Now a long list of religious officials in Norway contend that Müller “got off easy” and was allowed to leave the country and resume his work as a priest. Newspapers Aftenposten and Adresseavisen report that Müller has held around 10 Catholic church services at a chapel outside Osnabrück in northwest Germany since December.

The chapel is attached to the Catholic Franziskus Hospital and services were attended by nuns, hospital patients and local residents. 

Norway’s top Catholic church official, Oslo Bishop Bernt Eidsvig, had said on Wednesday that Müller would never be allowed to work as a priest again. Eidsvig said he was “surprised” when told that Müller had conducted mass.

“I would say that is improper and impermissible,” Eidsvig said, adding that he would pursue the matter with church officials in Germany.

‘Don’t know where he is’
Müller’s current whereabouts remain unclear. Roland Knillmann, who handled press inquiries for the Franziskus Hospital near Osnabrück, said Müller was traveling “and we don’t know where he is.”

Knillmann said that other church officials were always present when Müller held services in the chapel, and that they would “speak with Müller when he returns.”

Aftenposten reported that Müller was admitted to a clinic near Osnabrück that treats patients for psychic and psychosomatic ailments including sexual deviancy. Eidsvig had said earlier that Müller also had been offered “spiritual guidance” as part of his treatment.

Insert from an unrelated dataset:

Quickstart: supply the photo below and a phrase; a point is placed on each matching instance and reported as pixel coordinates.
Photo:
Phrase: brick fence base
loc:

Müller, age 58, was ordained as a priest in 1978. He arrived in Trondheim in 1981 and was made a bishop in 1997, many years after he repeatedly assaulted the young altar boy. He had long been unpopular with many other church officials in Trondheim before the molestation charges became known, and some boycotted the ceremonies in 1997. Müller had been accused of bullying and being difficult to cooperate with, but he received no censure until being confronted with the molestation.

The bishop’s molestation, and reports of five others within the church in Norway, have hurt the church’s reputation. There are nearly 60,000 Catholics registered in Norway, but recent immigration from Poland and other Catholic countries has led some officials to suggest that as many as 200,000 practicing Catholics may be living in the Oslo area alone.